А как в «Огоньке» обстояло дело с «дядьками»?
На редколлегии приходил знаменитый артист с лицом родного человека – Юрий Никулин. Он внимательно и всегда молча выслушивал то, что там говорилось, а в конце обязательно рассказывал анекдот, ассоциативно связанный с тем, о чем шла речь. Мы и начали печатать «Анекдоты от Никулина». Шли они по моему отделу. Поэтому после редколлегий Никулин заходил в мой кабинет, бегло смотрел верстку и доставал какой-нибудь достойный напиток. И тут уж рассказывал совсем другие анекдоты и травил байки.
Однажды буквально целый рабочий день у меня просидел похожий на шахматиста Таля и такой же искрометный Натан Эйдельман – ждал верстку своей статьи. Уходя, он сочувственно посмотрел в глаза и сказал, что не понимает, как возможно так работать. И действительно, это тогда была передовая. Наш отдел делал до двадцати полос в номер: это были отнюдь не только литературные публикации и правда о сталинских репрессиях, но и писательская публицистика, и издевательская полемика с антисемитскими и русопятскими изданиями, и борьба с зародившимся русским фашизмом.

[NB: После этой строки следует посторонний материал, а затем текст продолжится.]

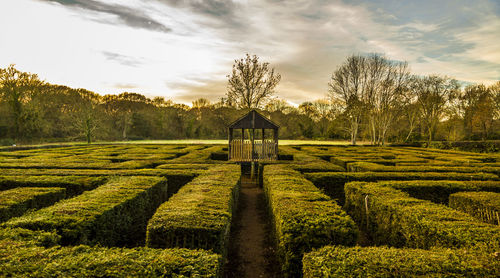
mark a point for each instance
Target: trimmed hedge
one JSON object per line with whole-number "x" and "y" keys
{"x": 199, "y": 215}
{"x": 307, "y": 163}
{"x": 392, "y": 217}
{"x": 484, "y": 206}
{"x": 113, "y": 214}
{"x": 25, "y": 237}
{"x": 197, "y": 156}
{"x": 470, "y": 146}
{"x": 372, "y": 167}
{"x": 440, "y": 191}
{"x": 338, "y": 261}
{"x": 86, "y": 261}
{"x": 304, "y": 217}
{"x": 15, "y": 202}
{"x": 74, "y": 185}
{"x": 100, "y": 173}
{"x": 223, "y": 156}
{"x": 333, "y": 183}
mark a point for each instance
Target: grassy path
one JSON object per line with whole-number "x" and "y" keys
{"x": 251, "y": 249}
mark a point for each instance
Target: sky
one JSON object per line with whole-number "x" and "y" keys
{"x": 184, "y": 50}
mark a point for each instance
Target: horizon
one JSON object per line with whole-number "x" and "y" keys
{"x": 183, "y": 50}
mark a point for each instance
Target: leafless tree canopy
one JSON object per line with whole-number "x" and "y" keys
{"x": 369, "y": 87}
{"x": 251, "y": 82}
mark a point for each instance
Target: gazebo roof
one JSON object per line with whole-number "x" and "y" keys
{"x": 253, "y": 119}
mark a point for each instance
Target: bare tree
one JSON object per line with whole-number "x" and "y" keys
{"x": 495, "y": 93}
{"x": 18, "y": 88}
{"x": 251, "y": 82}
{"x": 348, "y": 87}
{"x": 387, "y": 82}
{"x": 433, "y": 95}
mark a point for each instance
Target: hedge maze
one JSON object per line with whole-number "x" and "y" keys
{"x": 419, "y": 212}
{"x": 167, "y": 210}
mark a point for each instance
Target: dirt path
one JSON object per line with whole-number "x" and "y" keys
{"x": 251, "y": 250}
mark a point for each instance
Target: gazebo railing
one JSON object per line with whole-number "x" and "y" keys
{"x": 262, "y": 150}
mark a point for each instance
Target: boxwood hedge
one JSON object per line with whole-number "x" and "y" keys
{"x": 304, "y": 218}
{"x": 333, "y": 183}
{"x": 113, "y": 214}
{"x": 74, "y": 184}
{"x": 15, "y": 202}
{"x": 199, "y": 215}
{"x": 485, "y": 206}
{"x": 392, "y": 217}
{"x": 86, "y": 261}
{"x": 338, "y": 261}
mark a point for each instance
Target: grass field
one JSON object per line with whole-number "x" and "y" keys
{"x": 165, "y": 208}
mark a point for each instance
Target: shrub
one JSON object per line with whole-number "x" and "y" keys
{"x": 74, "y": 184}
{"x": 393, "y": 217}
{"x": 197, "y": 156}
{"x": 199, "y": 215}
{"x": 86, "y": 261}
{"x": 338, "y": 261}
{"x": 372, "y": 167}
{"x": 223, "y": 156}
{"x": 15, "y": 202}
{"x": 303, "y": 217}
{"x": 333, "y": 183}
{"x": 484, "y": 206}
{"x": 24, "y": 237}
{"x": 440, "y": 191}
{"x": 113, "y": 214}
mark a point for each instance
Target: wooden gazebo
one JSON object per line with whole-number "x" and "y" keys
{"x": 251, "y": 149}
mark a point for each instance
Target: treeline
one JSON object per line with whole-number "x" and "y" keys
{"x": 32, "y": 111}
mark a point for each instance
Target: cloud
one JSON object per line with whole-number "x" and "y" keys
{"x": 123, "y": 59}
{"x": 124, "y": 15}
{"x": 196, "y": 41}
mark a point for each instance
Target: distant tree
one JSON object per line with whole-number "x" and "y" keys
{"x": 87, "y": 116}
{"x": 123, "y": 107}
{"x": 18, "y": 88}
{"x": 201, "y": 103}
{"x": 433, "y": 95}
{"x": 280, "y": 105}
{"x": 348, "y": 88}
{"x": 251, "y": 82}
{"x": 495, "y": 93}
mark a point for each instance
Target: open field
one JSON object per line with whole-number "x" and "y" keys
{"x": 156, "y": 210}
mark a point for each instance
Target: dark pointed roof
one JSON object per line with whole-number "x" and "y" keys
{"x": 253, "y": 120}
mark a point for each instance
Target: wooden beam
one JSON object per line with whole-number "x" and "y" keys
{"x": 230, "y": 143}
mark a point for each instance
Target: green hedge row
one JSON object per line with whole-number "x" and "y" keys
{"x": 333, "y": 183}
{"x": 392, "y": 217}
{"x": 24, "y": 237}
{"x": 113, "y": 214}
{"x": 197, "y": 156}
{"x": 372, "y": 167}
{"x": 304, "y": 217}
{"x": 305, "y": 163}
{"x": 15, "y": 202}
{"x": 100, "y": 173}
{"x": 86, "y": 261}
{"x": 199, "y": 215}
{"x": 440, "y": 191}
{"x": 338, "y": 261}
{"x": 485, "y": 206}
{"x": 74, "y": 185}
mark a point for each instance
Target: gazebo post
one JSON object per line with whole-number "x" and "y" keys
{"x": 262, "y": 149}
{"x": 276, "y": 142}
{"x": 267, "y": 150}
{"x": 230, "y": 143}
{"x": 242, "y": 141}
{"x": 253, "y": 137}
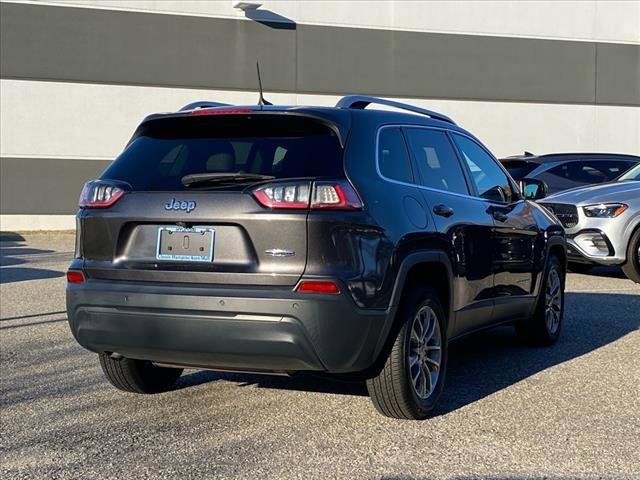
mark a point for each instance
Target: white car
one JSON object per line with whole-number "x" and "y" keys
{"x": 602, "y": 223}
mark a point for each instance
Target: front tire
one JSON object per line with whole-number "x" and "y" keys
{"x": 632, "y": 268}
{"x": 138, "y": 376}
{"x": 543, "y": 328}
{"x": 412, "y": 379}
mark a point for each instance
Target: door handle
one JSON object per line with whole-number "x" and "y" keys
{"x": 497, "y": 214}
{"x": 443, "y": 210}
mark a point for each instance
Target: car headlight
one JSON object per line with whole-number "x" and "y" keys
{"x": 604, "y": 210}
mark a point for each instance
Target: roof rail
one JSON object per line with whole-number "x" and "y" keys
{"x": 360, "y": 102}
{"x": 205, "y": 104}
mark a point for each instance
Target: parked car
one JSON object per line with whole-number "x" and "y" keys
{"x": 346, "y": 241}
{"x": 602, "y": 223}
{"x": 563, "y": 171}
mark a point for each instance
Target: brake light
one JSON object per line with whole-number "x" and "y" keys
{"x": 75, "y": 276}
{"x": 318, "y": 286}
{"x": 99, "y": 194}
{"x": 335, "y": 196}
{"x": 283, "y": 195}
{"x": 338, "y": 195}
{"x": 224, "y": 111}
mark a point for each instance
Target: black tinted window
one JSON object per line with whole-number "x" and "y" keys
{"x": 436, "y": 160}
{"x": 519, "y": 169}
{"x": 490, "y": 180}
{"x": 168, "y": 149}
{"x": 586, "y": 172}
{"x": 393, "y": 157}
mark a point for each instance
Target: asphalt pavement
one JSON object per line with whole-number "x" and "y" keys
{"x": 509, "y": 411}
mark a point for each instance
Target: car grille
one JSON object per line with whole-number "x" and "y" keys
{"x": 567, "y": 214}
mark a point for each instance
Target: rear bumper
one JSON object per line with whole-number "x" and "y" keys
{"x": 257, "y": 330}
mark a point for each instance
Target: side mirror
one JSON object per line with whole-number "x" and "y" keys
{"x": 533, "y": 189}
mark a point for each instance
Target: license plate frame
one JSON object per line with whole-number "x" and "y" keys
{"x": 194, "y": 245}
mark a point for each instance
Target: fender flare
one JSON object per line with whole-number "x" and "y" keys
{"x": 410, "y": 261}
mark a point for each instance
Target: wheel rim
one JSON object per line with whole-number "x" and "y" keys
{"x": 425, "y": 352}
{"x": 553, "y": 304}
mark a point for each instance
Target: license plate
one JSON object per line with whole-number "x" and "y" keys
{"x": 185, "y": 244}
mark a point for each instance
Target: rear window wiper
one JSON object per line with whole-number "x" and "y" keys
{"x": 195, "y": 179}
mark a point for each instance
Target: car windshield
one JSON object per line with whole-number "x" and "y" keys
{"x": 633, "y": 174}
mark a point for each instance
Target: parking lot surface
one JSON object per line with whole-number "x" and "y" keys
{"x": 508, "y": 411}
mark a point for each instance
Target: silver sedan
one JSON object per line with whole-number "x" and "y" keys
{"x": 602, "y": 223}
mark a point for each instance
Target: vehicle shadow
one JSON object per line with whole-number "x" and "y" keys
{"x": 487, "y": 362}
{"x": 14, "y": 251}
{"x": 606, "y": 271}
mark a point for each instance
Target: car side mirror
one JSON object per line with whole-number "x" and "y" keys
{"x": 533, "y": 189}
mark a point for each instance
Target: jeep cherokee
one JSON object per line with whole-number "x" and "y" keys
{"x": 346, "y": 241}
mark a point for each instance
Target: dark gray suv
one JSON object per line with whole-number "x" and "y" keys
{"x": 348, "y": 241}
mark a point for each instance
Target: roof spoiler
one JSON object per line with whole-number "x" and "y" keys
{"x": 196, "y": 105}
{"x": 360, "y": 102}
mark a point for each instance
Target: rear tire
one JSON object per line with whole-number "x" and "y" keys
{"x": 138, "y": 376}
{"x": 543, "y": 328}
{"x": 412, "y": 378}
{"x": 632, "y": 268}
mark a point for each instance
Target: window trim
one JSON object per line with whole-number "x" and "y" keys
{"x": 423, "y": 187}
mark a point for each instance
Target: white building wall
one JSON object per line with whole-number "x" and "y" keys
{"x": 93, "y": 121}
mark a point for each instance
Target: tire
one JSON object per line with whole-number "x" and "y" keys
{"x": 632, "y": 267}
{"x": 138, "y": 376}
{"x": 582, "y": 268}
{"x": 543, "y": 328}
{"x": 393, "y": 392}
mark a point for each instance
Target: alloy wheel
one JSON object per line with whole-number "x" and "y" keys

На моем столе лежали рукописи и верстки, которые надо было срочно прочитать. Беспрерывно шли посетители: авторы и «чайники» (например, от Сергея Острового, написавшего, по его словам, «сто стихотворений о любви и закрывшего тему», я просто бегал по этажам). Постоянно заходили с камерами вежливые японцы. А два телефона на столе звонили то враз, то попеременно: по одному звонил только Коротич, по другому кто угодно, в том числе члены националистического общества «Память» с угрозами (даже знали, сволочи, что у меня растет маленький сын).
Однажды пришел совершенно счастливый Искандер – я его больше таким никогда не видел. Он принес дарить свою удивительную эпопею – наконец без купюр изданного в России «Сандро из Чегема». Главы этого главного романа Фазиля мы тоже публиковали.
Часто забегал Вознесенский – именно забегал: всегда в легком нашейном платке и улыбающийся. Он, кстати, написал первую в СССР после десятилетий молчания статью о Ходасевиче. Она вышла в «Огоньке» и называлась «Небесный муравей». Поэтому неудивительно, что именно Андрей Андреевич привел к нам Нину Берберову, а вместе с ней, кажется, весь Серебряный век и первую волну эмиграции. Жалко, что Берберова говорила больше о себе, чем о Ходасевиче.